As a kid, I remember a formative incident. I was an awkward tomboy with long hair who frequently carried a purse whilst wearing a cowboy hat — always one to walk my own way.
Around this time in my life, I recall sneaking into my parents bedroom. I decided to lay on their bed, take a clump of strands of my long hair and drape it over my upper lip. Looking at myself in the mirror above their bed (yes, folks… my parents had a mirror over their bed. Deal with it. I did – mostly.) and considered how I looked as a man. I didn’t tell them about this for no other reason other than I was curious (and I had entered their bedroom without their permission). I think a lot of kids are curious about their place in the world, seemingly arbitrary rules, and gender in general.
This brings me to a really interesting story that my dear friend Bianca shared with me. Bianca is a cisgender and heterosexual woman. When she was about 6 or 7 years-old, she identified as a boy — Bob. Living in the Middle East at the time, her parents unflinchingly called her Bob, and even encouraged her teachers to do so as well. For a year of her childhood, Bianca was Bob.
Bianca reflects, “It was more around emulating my mom (very much the ‘tomboy’), and that I just preferred toys, clothes, activities etc. that I associated with being a boy. I figured that in order to participate in that kind of stuff, I had to be a boy. At the time my sister had just chosen a new name (from Victoria to Jane), and I saw it as an opportunity to redefine who I was. Bob!”

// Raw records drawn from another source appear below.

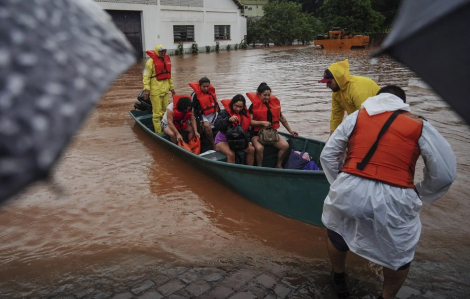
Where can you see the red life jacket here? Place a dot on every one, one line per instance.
(208, 101)
(260, 110)
(180, 119)
(162, 68)
(244, 119)
(398, 150)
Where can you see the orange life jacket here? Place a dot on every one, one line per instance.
(180, 119)
(162, 68)
(260, 110)
(208, 101)
(398, 150)
(244, 118)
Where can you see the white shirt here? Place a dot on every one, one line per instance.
(165, 118)
(378, 221)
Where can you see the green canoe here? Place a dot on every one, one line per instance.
(295, 193)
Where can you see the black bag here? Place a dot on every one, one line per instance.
(236, 138)
(143, 105)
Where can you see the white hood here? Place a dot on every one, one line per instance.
(384, 102)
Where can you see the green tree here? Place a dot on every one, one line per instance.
(283, 23)
(308, 6)
(355, 15)
(388, 8)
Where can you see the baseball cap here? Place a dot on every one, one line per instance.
(327, 77)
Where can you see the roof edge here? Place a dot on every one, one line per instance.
(238, 4)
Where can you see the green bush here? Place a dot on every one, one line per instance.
(180, 49)
(194, 48)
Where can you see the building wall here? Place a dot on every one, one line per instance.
(159, 17)
(253, 8)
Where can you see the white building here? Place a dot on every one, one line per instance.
(147, 23)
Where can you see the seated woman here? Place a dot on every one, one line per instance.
(205, 103)
(179, 117)
(266, 108)
(235, 113)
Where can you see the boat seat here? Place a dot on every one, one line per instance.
(218, 156)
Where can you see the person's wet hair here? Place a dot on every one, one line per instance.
(395, 90)
(204, 80)
(238, 98)
(263, 87)
(183, 104)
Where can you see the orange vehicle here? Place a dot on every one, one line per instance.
(341, 39)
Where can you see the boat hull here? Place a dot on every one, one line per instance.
(294, 193)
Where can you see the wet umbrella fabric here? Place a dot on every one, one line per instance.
(56, 59)
(433, 39)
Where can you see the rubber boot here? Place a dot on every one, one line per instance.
(157, 124)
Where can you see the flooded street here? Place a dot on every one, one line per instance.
(118, 204)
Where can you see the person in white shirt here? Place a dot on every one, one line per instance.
(373, 205)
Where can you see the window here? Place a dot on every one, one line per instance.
(222, 32)
(183, 33)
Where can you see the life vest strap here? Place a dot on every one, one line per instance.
(373, 148)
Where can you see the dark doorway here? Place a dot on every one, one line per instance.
(130, 24)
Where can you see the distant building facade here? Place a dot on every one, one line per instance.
(253, 8)
(147, 23)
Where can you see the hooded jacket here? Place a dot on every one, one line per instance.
(354, 90)
(156, 87)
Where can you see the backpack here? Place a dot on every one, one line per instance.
(236, 138)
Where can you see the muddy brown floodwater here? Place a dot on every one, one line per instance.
(118, 203)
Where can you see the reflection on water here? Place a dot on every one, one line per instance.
(118, 202)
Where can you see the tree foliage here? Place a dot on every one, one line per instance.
(283, 23)
(356, 15)
(308, 6)
(388, 8)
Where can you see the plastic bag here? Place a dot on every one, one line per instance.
(184, 145)
(268, 136)
(295, 161)
(195, 145)
(236, 138)
(311, 166)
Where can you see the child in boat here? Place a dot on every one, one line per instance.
(179, 117)
(235, 113)
(205, 102)
(265, 110)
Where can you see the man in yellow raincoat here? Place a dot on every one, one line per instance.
(349, 92)
(157, 83)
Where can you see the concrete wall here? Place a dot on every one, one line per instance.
(159, 16)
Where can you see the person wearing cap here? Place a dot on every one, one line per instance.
(157, 83)
(373, 206)
(349, 92)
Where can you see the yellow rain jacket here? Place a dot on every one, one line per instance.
(158, 91)
(354, 90)
(156, 87)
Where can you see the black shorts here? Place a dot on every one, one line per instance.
(339, 243)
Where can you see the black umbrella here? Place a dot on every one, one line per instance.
(56, 59)
(433, 39)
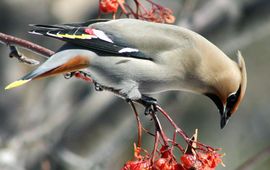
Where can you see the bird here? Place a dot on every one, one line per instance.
(136, 58)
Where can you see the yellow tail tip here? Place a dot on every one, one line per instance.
(16, 84)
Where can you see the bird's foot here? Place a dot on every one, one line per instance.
(150, 105)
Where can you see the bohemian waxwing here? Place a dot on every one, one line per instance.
(136, 58)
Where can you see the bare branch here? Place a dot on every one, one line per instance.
(11, 40)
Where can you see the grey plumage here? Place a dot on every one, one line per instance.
(139, 58)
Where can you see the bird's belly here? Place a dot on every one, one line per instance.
(147, 76)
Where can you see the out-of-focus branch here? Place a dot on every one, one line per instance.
(249, 163)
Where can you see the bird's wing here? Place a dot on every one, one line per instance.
(85, 35)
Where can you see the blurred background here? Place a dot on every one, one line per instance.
(65, 124)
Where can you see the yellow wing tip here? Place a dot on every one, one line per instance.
(16, 84)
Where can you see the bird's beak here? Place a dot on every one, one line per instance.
(53, 66)
(225, 114)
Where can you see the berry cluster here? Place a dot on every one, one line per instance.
(156, 13)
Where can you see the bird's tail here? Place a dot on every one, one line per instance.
(61, 62)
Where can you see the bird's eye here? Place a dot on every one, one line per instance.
(232, 98)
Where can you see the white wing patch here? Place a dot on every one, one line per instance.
(128, 50)
(101, 35)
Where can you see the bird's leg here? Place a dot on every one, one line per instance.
(149, 103)
(69, 75)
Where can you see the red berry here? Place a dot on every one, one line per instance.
(166, 164)
(188, 161)
(165, 152)
(137, 165)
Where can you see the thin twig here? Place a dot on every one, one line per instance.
(157, 135)
(139, 124)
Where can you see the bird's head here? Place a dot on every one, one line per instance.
(229, 93)
(60, 63)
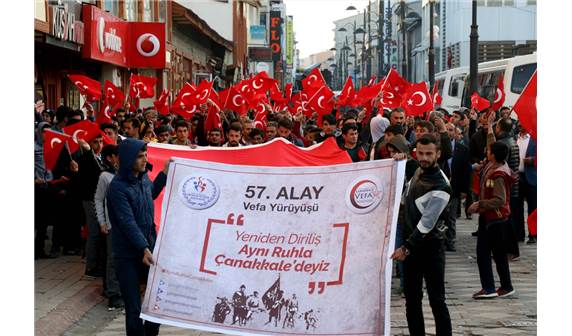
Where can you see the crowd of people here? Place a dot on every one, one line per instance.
(477, 161)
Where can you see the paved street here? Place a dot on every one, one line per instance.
(69, 304)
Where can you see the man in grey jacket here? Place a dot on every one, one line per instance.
(110, 158)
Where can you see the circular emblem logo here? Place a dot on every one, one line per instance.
(364, 195)
(100, 34)
(148, 45)
(199, 192)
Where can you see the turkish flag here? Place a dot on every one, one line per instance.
(313, 82)
(348, 93)
(479, 103)
(53, 144)
(532, 223)
(104, 116)
(183, 105)
(142, 86)
(417, 99)
(395, 83)
(88, 87)
(261, 119)
(322, 102)
(162, 103)
(499, 95)
(213, 119)
(113, 95)
(84, 130)
(262, 83)
(389, 100)
(525, 107)
(236, 102)
(202, 93)
(437, 99)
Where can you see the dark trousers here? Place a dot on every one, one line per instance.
(130, 273)
(527, 192)
(427, 262)
(490, 239)
(510, 236)
(451, 232)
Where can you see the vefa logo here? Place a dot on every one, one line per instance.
(364, 195)
(107, 40)
(199, 192)
(148, 45)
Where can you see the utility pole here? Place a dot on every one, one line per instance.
(474, 50)
(403, 44)
(431, 48)
(380, 43)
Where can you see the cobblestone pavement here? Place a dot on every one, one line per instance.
(69, 304)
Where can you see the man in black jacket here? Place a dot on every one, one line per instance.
(460, 175)
(423, 251)
(90, 167)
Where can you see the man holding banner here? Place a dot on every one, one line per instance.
(423, 252)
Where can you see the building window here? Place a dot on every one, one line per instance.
(263, 19)
(147, 11)
(130, 10)
(112, 6)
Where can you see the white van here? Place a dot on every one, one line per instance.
(453, 84)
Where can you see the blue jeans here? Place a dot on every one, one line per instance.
(491, 240)
(130, 272)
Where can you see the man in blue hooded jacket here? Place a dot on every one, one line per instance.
(130, 199)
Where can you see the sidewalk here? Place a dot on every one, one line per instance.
(68, 304)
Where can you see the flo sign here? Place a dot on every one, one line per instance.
(128, 44)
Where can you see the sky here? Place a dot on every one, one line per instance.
(314, 21)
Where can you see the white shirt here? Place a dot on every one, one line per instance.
(522, 143)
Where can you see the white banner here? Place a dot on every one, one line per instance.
(257, 250)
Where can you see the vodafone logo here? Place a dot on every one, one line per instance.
(148, 45)
(364, 194)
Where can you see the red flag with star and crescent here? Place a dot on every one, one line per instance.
(162, 103)
(348, 93)
(437, 99)
(54, 142)
(499, 95)
(313, 82)
(142, 86)
(417, 99)
(113, 95)
(322, 102)
(525, 107)
(479, 103)
(88, 87)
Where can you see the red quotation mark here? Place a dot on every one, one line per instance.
(322, 284)
(229, 221)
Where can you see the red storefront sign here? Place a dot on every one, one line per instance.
(128, 44)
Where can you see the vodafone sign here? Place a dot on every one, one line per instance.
(128, 44)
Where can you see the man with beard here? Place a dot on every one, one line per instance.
(215, 137)
(271, 130)
(351, 144)
(233, 136)
(423, 250)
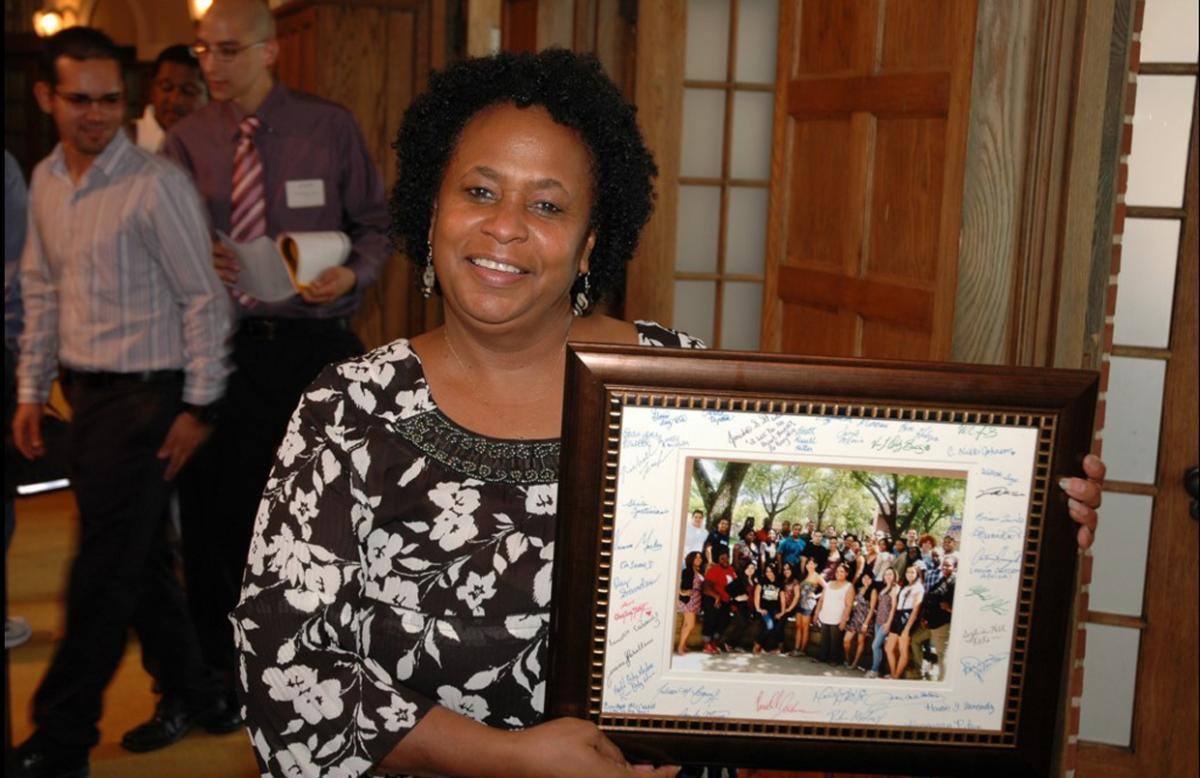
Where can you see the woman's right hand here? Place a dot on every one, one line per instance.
(570, 747)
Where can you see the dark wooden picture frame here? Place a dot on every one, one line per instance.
(605, 382)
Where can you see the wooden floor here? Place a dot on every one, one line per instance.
(36, 570)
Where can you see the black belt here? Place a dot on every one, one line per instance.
(273, 328)
(99, 379)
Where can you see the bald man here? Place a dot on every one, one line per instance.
(313, 174)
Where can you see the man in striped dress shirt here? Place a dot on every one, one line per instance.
(267, 160)
(121, 300)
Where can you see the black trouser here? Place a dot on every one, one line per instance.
(771, 638)
(121, 575)
(717, 618)
(221, 489)
(831, 644)
(737, 630)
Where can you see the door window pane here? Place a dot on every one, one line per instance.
(745, 240)
(1169, 31)
(1149, 252)
(1119, 579)
(1162, 124)
(697, 228)
(1134, 412)
(742, 313)
(703, 131)
(757, 37)
(1110, 675)
(753, 114)
(694, 307)
(708, 40)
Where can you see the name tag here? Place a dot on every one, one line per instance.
(306, 193)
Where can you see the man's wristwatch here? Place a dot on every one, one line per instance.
(204, 414)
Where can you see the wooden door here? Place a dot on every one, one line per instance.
(1164, 718)
(871, 109)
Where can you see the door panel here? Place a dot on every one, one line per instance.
(868, 187)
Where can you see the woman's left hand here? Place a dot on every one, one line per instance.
(1084, 497)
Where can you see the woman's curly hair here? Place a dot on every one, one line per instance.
(577, 94)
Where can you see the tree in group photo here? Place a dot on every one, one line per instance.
(857, 501)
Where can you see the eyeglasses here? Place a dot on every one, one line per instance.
(222, 52)
(79, 100)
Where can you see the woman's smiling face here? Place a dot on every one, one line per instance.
(511, 223)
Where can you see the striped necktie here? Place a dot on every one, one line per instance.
(247, 217)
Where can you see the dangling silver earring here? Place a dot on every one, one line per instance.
(581, 298)
(427, 277)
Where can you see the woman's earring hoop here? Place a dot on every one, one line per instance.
(427, 277)
(581, 298)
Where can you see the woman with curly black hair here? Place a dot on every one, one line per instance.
(395, 606)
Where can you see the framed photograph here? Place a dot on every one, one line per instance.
(691, 479)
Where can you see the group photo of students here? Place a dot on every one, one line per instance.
(819, 570)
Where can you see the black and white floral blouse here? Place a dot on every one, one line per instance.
(399, 562)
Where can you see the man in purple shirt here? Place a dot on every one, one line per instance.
(317, 175)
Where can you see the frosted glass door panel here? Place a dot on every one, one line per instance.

There are those of us in the world who exist outside of gender conventions. I personally identify as female and also gender non-conforming. But, make no mistake about it. My experience and Bianca’s might elevate our level of empathy toward — but is not even close to that of — our transgender brothers and sisters. Sure, a time or two (or a dozen… or… hey, who is counting?) women have checked the icon on the bathroom door as I exited to make sure they were walking into the right one. ‘Skirt on the amorphous stick figure — check!’ (Really, ladies? You more closely identify with that than with me? Aim higher.) But, I have not walked in their shoes or felt their struggle. I have never thought, “I’m not going to eat or drink before I leave home today because I am afraid of having to use a public restroom.” “I’m not going to sweat too much when I work out at the gym today because I don’t want to be attacked or shamed or cowed in the showers.”
I walk beside our transgender brothers and sisters and hear/r their struggles. I support them and stand up for them when they aren’t in the room. I may question and fly in the face of the binary code of gender, but I do not know what it is to truly walk in the shoes of someone who is so certain that the sex that they were born as is not the gender with which they identify.
I wish that all parents could be as open-hearted as Bianca’s — which is also how she chooses to parent her own child today. Respect those you love for who they tell you they are. If you don’t understand, ask them without judgment. Let them share their journey in their own way and time. Know that many have been deeply hurt along the way and might not wish to share everything you are curious to know. Check your privilege. You are going to make mistakes. You are going to put your foot in your mouth. I promise you will. But, in the end, bridges will be built, wounds will begin to heal, and the world becomes kinder one person at a time.